ABCD is a trapezium having $AB||DC$ . Prove that O, the point of intersection of diagonals, divides the two diagonals in the same ratio. Also prove that
$\dfrac{ar\left( \Delta OCD \right)}{ar\left( \Delta OAB \right)}=\dfrac{1}{9}$ , if AB = 3 CD.

Answer 1

Hint: First prove that the triangles formed by diagonals of a trapezium are congruent, by this we can say that corresponding sides are in proportion. If you write an equation of proportion then you get the required condition on the ratio.

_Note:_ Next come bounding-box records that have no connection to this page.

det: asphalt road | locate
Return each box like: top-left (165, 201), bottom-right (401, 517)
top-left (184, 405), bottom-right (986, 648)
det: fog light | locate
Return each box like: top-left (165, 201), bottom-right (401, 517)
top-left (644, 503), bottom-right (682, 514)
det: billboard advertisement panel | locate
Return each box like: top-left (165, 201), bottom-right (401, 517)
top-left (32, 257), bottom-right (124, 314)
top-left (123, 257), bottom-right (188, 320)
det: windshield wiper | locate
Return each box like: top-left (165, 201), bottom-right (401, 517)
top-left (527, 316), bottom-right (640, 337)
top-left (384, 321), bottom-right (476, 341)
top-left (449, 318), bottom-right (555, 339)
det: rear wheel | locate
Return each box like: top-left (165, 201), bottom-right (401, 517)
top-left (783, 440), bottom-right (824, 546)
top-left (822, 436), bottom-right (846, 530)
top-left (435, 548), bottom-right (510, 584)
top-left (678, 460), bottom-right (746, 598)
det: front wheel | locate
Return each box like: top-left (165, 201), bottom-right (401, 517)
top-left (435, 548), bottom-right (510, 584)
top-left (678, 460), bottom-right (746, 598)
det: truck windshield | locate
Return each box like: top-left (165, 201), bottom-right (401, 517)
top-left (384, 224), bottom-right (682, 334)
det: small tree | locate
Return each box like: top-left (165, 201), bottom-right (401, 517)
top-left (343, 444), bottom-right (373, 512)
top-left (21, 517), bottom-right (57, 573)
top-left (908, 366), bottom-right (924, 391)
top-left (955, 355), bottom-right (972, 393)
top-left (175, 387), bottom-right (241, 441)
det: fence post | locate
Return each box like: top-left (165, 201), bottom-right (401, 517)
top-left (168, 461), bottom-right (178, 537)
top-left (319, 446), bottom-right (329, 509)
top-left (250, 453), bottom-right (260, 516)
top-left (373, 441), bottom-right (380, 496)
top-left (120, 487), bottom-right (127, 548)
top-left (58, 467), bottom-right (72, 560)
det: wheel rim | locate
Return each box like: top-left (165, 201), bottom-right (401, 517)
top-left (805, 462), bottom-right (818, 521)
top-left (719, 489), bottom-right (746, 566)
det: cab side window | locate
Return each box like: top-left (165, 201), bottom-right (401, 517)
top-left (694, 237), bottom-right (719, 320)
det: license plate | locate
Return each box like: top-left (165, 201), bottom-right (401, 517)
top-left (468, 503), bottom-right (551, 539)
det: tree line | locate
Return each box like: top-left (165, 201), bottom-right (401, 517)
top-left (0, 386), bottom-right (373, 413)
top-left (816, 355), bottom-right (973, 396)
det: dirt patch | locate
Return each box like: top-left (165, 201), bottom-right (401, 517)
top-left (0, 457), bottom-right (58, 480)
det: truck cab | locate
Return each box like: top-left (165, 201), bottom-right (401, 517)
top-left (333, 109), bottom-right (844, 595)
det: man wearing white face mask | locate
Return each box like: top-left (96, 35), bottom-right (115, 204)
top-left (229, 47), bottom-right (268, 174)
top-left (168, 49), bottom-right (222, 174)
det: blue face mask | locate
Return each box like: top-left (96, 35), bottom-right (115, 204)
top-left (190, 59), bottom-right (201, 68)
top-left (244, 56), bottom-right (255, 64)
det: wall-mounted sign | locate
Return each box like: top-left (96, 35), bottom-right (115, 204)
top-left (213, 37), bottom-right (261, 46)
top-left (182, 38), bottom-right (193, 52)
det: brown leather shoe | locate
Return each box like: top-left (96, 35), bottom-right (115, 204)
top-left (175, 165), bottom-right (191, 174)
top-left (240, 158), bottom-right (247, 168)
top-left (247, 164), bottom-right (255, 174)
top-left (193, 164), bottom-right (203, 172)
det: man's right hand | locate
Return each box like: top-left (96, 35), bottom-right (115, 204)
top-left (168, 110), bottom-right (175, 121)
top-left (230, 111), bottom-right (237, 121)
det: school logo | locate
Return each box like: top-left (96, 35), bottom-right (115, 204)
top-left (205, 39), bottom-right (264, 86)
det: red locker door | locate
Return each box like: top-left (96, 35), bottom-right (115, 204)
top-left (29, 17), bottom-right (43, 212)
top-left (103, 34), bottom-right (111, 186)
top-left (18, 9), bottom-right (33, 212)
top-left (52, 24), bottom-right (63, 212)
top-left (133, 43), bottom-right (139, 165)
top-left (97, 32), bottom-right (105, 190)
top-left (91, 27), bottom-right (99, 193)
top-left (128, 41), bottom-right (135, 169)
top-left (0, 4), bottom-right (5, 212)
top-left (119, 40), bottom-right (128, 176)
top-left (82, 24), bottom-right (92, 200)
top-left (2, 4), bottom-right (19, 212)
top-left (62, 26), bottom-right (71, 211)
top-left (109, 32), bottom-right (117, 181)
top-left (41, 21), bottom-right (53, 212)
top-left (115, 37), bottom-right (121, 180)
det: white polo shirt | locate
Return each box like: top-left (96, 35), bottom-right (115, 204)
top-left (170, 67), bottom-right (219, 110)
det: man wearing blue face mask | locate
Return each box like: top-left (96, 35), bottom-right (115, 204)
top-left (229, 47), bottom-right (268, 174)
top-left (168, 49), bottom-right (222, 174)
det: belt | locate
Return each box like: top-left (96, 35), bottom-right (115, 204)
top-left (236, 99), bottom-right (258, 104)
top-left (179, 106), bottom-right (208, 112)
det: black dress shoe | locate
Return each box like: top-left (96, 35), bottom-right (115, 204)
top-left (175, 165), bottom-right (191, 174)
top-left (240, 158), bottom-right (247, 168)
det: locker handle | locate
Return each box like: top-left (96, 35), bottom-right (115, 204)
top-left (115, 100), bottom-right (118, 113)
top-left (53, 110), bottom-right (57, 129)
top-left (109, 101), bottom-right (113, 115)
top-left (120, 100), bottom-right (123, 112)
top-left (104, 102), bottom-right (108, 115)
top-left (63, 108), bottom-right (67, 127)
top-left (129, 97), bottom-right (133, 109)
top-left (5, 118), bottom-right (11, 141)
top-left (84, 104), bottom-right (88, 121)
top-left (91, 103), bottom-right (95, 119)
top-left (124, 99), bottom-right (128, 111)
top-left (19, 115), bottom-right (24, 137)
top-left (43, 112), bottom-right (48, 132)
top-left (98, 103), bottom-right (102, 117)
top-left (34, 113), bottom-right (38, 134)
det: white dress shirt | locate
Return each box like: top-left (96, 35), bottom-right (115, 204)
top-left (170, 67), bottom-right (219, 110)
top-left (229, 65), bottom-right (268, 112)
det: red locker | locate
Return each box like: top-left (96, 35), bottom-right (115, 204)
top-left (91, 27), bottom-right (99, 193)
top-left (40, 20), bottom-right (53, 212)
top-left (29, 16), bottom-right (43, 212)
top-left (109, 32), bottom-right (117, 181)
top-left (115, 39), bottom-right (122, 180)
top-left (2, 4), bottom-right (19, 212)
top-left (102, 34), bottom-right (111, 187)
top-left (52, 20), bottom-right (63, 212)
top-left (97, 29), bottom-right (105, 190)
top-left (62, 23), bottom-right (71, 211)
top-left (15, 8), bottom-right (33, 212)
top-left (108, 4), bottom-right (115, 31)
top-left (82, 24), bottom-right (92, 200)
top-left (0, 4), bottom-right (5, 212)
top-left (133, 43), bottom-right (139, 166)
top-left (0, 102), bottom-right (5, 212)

Now substitute the formula of areas of triangle in the ratio. Then you get the value in terms of product of 2 ratios. Now use the congruence properties and turn this product of 2 ratios into square of one ratio, by using the given condition find the ratio of areas directly you get it as square of ratio. This will be our required result, area of triangle is given by area of triangle
$\dfrac{1}{2}bh$

Complete step-by-step answer:
Now take a trapezium ABCD, AB||DC and O as point of intersection of 2 diagonals AC, BD. Now take the triangle AOB, COD as opposite angles are equal, we can say
$\angle AOB=\angle COD$

As the lines AB, CD are parallel and AC is transversal we know transversal makes equal angles are parallel lines
$\angle OAB=\angle OCD$
By using AA similarity, we can say that the triangle:
$\Delta AOB\sim \Delta COD$
So, the ratio of corresponding sides is equal in ABCD. By using the above condition, we can say the equation as:
$\dfrac{AO}{OC}=\dfrac{BO}{OD}$
Taking in view of the geometry, we can say the above equation as, the point O divides the diagonal in equal ratio hence proved.
Now we need ratio of their areas, as they are similar their ratio of heights will be equal to ratio of sides by taking ratio of area and substituting the formula:
$\text{Area}=\dfrac{1}{2}bh$
We get the ratio as
$\dfrac{\left( \text{Area of }\Delta OCD \right)}{\left( \text{Area of }\Delta OAB \right)}=\dfrac{\dfrac{1}{2}\times CD\times {{b}_{OCD}}}{\dfrac{1}{2}\times AB\times {{h}_{OAB}}}$
By substituting the heights ratio, we get it as:
$\dfrac{\left( \Delta OCD \right)}{\left( \Delta DAB \right)}=\dfrac{CD}{AB}\times \dfrac{CD}{AB}$
Given in the question AB = BCD, by substituting this
$\dfrac{\left( \Delta OCD \right)}{\left( \Delta OAB \right)}=\dfrac{CD}{3CD}\times \dfrac{CD}{3CD}$
By simplifying above equation, we get the ratio of area as
$\dfrac{\Delta OCD}{\Delta OAB}=\dfrac{1}{9}$
By this we can say the ratio of triangles OAB, OCD in this case is 1 : 9.
Hence proved both the equations asked.

Note: While proving the similarity use the AA axiom properly, you can also take the other diagonal as transversal between other 2 parallel sides. Anyways you get the same result, you can use the direct point that the ratio of areas is square to the ratio of sides in similar triangles.